- Oymyakon Plateau Location within Far Eastern Federal District

Highest point
- Peak: Dzhakai-Tasa
- Elevation: 1,891 m (6,204 ft)

Dimensions
- Length: 50 km (31 mi)
- Width: 30 km (19 mi)

Geography
- Country: Russia
- Federal subject: Sakha Republic
- Range coordinates: 63°15′N 141°30′E﻿ / ﻿63.250°N 141.500°E
- Parent range: Yana—Oymyakon Highlands, East Siberian System

Geology
- Rock types: Sandstone, granite and intrusions

= Oymyakon Plateau =

Mountain range

The Oymyakon Plateau (Оймяконское плоскогорье, Өймөкөөн үрдэлэ) is a mountain plateau in the Sakha Republic, Far Eastern Federal District, Russia.

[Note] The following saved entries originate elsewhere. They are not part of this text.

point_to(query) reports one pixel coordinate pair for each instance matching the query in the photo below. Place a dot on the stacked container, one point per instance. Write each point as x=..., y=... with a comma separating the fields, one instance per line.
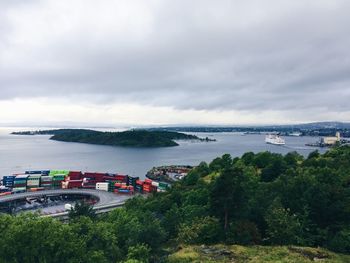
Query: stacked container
x=132, y=180
x=102, y=186
x=58, y=176
x=20, y=181
x=148, y=187
x=73, y=180
x=17, y=190
x=90, y=179
x=139, y=186
x=111, y=186
x=162, y=187
x=125, y=189
x=33, y=181
x=8, y=181
x=41, y=172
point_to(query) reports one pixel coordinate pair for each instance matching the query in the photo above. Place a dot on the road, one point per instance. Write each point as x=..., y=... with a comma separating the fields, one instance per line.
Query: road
x=104, y=198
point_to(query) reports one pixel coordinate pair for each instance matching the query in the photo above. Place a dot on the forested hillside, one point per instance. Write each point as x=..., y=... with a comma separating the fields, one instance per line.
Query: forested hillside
x=259, y=199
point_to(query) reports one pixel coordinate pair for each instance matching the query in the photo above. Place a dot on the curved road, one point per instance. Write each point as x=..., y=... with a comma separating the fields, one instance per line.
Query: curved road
x=105, y=198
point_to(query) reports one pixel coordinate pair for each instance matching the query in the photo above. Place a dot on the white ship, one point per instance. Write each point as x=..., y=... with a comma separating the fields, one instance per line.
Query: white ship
x=295, y=134
x=274, y=139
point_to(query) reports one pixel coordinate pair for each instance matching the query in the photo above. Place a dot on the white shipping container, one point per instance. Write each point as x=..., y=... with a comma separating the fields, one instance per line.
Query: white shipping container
x=102, y=186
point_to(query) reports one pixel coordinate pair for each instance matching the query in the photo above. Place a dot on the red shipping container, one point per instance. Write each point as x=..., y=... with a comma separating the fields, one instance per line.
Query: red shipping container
x=148, y=181
x=139, y=182
x=74, y=175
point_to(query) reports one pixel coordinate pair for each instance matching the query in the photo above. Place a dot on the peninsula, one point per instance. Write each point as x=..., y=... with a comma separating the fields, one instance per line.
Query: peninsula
x=130, y=138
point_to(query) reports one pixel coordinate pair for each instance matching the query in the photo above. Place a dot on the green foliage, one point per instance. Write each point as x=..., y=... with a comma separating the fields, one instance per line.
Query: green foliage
x=243, y=232
x=262, y=198
x=81, y=208
x=283, y=227
x=205, y=230
x=341, y=241
x=140, y=252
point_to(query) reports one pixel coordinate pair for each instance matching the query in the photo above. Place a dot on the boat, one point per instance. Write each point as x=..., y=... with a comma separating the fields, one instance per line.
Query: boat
x=295, y=134
x=274, y=139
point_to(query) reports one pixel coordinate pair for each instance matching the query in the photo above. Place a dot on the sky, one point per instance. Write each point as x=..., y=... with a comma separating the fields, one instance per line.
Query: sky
x=150, y=62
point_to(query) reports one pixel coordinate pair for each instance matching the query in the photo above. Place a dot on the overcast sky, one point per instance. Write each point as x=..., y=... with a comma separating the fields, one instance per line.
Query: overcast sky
x=174, y=62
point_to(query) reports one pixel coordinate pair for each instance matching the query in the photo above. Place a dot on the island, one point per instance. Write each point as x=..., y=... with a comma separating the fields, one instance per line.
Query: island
x=130, y=138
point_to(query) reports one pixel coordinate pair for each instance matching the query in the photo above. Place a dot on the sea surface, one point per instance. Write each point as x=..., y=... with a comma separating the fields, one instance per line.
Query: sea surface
x=20, y=153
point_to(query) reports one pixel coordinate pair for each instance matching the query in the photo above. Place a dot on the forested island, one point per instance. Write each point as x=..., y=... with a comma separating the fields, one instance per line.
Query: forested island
x=130, y=138
x=263, y=207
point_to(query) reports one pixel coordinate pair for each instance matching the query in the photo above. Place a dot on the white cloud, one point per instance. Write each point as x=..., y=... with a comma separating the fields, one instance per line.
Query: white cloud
x=219, y=61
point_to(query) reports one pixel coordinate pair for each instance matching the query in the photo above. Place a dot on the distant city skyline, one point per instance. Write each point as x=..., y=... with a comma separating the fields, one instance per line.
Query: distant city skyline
x=132, y=63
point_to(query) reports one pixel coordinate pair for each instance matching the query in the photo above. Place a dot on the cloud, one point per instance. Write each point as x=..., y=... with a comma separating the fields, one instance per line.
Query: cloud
x=210, y=56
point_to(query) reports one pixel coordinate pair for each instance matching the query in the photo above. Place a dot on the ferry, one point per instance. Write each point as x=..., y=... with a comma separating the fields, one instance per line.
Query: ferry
x=274, y=139
x=295, y=134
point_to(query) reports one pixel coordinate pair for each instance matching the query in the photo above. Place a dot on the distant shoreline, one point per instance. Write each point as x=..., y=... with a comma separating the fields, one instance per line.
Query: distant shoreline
x=130, y=138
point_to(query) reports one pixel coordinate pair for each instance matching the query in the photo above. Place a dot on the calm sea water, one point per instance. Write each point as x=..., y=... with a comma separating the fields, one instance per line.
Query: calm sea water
x=20, y=153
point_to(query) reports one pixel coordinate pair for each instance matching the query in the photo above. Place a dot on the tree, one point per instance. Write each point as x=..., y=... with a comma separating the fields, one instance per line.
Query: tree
x=139, y=252
x=82, y=209
x=229, y=194
x=205, y=230
x=284, y=228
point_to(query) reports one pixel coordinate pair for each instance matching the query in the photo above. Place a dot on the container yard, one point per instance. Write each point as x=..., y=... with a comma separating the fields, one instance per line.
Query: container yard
x=31, y=181
x=170, y=173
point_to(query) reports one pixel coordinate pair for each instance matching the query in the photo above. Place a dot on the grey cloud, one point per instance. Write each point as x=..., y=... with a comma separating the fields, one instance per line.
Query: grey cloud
x=239, y=55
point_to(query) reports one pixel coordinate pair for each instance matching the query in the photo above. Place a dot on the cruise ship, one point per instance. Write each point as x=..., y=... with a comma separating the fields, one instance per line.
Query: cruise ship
x=274, y=139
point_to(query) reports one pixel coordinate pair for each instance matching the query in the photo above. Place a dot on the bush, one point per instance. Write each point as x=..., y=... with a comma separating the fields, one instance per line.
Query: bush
x=201, y=230
x=243, y=233
x=341, y=241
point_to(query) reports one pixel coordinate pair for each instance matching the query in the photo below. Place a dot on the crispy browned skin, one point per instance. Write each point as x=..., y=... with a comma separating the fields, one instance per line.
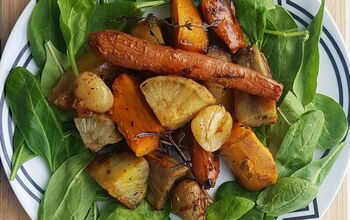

The plateau is in the area of the famous Oymyakon Depression, where record low temperatures are registered, although the region is about 3000 km to the south of the geographic North Pole.

The Oymyakon Plateau is one of the areas of Yakutia where kigilyakhs are found.

==Geography==
The Oymyakon Plateau is located in the eastern Sakha Republic, in the upper course of the Indigirka River. Together with the Yana Plateau to the north, and the Elgi Plateau to the northwest, it is part of the Yana—Oymyakon Highlands. The plateau is limited by the Chersky Range to the east and by the Suntar-Khayata and the Tas-Kystabyt range of the Verkhoyansk Range to the west, connecting both mountain regions. The highest elevations are found in the mountain massifs rising above the plateau; the highest point is 1891 m high Dzhakai-Tasa.

==Climate and flora==
The elevation of the plateau surface has two clearly delimited zones and in the intermontane basins, frosty air is trapped in the winter creating inversions. This leads to an average nighttime temperature in January of about -50 °C in some areas.

There are taiga type forests of larch up to 1200 m and mountain tundra in the higher elevations.